For brands, the show was good for buyers as well as consumers. Josh Fishel, brand manager for Brooklyn Projects, said he talked to retail buyers at ComplexCon. Brooklyn Projects will be increasing its wholesaling efforts, he said.
“You go here for PR. If you are not here, you are not in the game,” he said. “But there are buyers here, and there will be a lot of follow-up business.”
Overseas brands such as Cune from Japan and Octopus from Milan produced booths at ComplexCon. It also was a place for debuts. K-Swiss introduced its “GaryVee” sneakers, which were designed with entrepreneur Gary Vaynerchuk.
Bobby Kim, a cofounder of The Hundreds brand, exhibited the label’s collaboration collection with the horror film “It” at ComplexCon. He estimated that the brand made tens of thousands of dollars in sales. But the crowds seemed overwhelming.
“It feels like Black Friday all day long,” he said. “Sales are great, but are we giving kids a positive experience?”
Levant said that his group will be addressing the long lines at future shows.
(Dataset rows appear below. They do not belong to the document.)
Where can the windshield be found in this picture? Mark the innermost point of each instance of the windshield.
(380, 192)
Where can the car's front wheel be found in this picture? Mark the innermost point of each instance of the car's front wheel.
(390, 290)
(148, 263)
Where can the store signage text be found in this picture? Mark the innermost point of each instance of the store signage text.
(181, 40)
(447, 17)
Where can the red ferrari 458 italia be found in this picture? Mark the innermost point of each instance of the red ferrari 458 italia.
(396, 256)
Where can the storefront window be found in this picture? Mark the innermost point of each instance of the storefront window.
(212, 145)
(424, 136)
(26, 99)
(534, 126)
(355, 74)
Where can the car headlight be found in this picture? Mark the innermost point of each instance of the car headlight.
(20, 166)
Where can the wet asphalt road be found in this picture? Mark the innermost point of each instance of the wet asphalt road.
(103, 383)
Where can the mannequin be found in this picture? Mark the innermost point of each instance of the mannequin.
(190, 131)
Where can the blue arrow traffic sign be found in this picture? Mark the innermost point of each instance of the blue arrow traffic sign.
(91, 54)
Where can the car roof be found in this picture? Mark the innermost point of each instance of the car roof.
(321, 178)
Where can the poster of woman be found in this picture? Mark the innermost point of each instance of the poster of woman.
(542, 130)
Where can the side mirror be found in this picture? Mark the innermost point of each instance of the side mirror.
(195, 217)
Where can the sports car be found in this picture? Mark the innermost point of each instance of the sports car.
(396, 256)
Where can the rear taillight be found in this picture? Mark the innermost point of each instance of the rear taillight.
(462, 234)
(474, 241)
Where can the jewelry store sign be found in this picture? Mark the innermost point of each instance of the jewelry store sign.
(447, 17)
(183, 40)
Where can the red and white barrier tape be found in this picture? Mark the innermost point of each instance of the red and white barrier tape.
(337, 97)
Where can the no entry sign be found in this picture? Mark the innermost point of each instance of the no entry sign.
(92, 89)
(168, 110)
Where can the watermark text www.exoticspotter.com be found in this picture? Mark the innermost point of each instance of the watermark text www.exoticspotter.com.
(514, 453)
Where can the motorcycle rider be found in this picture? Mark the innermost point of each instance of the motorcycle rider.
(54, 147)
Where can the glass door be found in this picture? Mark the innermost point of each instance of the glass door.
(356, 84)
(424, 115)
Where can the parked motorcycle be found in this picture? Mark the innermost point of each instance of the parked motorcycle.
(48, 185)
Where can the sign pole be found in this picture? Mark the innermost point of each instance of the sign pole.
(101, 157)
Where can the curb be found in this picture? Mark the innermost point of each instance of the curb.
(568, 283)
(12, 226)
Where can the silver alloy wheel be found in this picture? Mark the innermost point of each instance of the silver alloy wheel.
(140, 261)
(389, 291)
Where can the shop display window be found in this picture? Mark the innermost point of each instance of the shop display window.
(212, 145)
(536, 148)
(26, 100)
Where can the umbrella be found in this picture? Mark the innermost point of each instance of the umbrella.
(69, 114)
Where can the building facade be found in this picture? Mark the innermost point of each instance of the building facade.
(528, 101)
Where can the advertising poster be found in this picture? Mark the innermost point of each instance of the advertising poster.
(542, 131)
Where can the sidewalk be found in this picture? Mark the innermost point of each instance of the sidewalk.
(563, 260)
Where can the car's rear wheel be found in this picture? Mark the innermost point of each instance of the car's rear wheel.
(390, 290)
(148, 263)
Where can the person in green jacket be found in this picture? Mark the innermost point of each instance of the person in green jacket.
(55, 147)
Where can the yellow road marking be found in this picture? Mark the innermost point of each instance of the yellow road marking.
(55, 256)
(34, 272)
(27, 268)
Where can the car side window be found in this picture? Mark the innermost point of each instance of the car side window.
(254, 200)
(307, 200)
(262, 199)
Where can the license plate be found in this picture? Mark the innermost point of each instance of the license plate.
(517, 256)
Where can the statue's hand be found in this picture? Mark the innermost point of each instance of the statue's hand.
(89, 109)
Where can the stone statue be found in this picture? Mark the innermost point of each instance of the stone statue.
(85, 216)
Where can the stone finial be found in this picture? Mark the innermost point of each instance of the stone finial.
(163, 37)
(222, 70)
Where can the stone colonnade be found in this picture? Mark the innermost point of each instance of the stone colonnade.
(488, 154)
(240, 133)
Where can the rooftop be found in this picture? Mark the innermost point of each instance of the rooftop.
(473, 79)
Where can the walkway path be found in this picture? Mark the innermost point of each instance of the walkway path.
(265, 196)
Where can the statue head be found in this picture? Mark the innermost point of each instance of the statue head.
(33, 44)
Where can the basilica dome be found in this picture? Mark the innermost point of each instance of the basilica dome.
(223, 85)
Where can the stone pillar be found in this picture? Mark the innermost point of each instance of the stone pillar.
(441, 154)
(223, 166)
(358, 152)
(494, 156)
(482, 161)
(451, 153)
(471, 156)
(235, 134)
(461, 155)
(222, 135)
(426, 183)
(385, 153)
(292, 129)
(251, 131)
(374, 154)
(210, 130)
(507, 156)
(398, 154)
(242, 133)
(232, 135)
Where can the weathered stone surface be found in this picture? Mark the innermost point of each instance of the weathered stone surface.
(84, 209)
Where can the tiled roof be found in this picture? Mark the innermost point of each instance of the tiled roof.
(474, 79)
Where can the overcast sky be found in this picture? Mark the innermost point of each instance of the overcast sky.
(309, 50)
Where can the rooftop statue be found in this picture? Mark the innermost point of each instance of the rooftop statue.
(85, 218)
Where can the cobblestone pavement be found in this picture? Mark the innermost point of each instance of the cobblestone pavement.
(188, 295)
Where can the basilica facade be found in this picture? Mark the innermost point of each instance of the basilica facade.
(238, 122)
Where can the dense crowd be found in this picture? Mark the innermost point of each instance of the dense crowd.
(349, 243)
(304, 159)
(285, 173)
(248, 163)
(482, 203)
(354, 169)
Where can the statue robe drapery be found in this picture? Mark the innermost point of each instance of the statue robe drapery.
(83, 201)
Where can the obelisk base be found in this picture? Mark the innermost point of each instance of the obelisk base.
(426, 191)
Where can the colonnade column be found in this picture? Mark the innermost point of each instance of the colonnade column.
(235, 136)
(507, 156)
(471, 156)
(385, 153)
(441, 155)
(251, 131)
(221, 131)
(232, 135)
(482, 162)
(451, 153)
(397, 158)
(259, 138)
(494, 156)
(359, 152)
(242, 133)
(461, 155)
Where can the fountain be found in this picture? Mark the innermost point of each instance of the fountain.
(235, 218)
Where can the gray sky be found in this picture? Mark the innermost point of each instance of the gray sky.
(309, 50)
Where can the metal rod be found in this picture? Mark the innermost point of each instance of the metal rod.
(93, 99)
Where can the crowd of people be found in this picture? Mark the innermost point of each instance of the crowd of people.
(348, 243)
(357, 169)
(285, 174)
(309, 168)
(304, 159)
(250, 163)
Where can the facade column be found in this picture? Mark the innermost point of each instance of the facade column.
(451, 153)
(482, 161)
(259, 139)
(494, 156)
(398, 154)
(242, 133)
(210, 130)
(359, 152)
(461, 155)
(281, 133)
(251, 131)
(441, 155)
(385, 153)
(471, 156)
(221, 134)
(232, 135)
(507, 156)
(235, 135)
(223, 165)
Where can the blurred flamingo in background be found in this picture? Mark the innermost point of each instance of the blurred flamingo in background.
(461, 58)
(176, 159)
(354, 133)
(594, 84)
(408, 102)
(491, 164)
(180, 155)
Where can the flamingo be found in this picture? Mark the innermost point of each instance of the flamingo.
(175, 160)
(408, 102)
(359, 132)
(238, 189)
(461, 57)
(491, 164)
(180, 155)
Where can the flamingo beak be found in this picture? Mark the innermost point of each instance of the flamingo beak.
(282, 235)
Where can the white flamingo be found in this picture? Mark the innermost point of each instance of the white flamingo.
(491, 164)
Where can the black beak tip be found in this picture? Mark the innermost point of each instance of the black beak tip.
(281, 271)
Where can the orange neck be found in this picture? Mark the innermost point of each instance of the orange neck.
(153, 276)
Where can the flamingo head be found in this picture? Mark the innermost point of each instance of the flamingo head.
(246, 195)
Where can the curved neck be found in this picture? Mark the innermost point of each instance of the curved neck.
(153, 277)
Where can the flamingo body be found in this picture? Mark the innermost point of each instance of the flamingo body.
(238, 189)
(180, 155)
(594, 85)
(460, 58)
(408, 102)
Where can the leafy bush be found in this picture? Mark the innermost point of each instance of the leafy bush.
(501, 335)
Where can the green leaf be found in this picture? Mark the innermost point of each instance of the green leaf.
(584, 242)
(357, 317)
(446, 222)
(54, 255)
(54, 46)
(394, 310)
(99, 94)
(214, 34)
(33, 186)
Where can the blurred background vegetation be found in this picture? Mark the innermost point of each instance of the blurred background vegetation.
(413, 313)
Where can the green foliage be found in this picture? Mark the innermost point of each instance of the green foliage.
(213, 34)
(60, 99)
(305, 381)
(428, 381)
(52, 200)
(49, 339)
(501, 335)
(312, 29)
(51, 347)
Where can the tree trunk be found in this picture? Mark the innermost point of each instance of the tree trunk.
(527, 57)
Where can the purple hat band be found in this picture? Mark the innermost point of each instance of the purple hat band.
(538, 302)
Among the ideas on the table: building a reservation system, which would allow a fan to buy an item through his or her phone and then pick it up at the booth at a scheduled time. Another strategy to release exclusives would be through scheduled drops, similar to the Shopify Frenzy drops of exclusive items. Shopify ran a booth at the show.
There were reports of unruly people on the show floor, but Long Beach police made no arrests during the two-day event, said Arantxa Chavarria, an LBPD public information officer. Levant confirmed that there was some shoving and arguments in lines, but he said that there were no brawls. He said that fights will not be tolerated at ComplexCon.
Levant plans to schedule the next ComplexCon in Long Beach the first week of 2018. He said that there has been discussion about producing a ComplexCon in New York City, but there are no firm plans.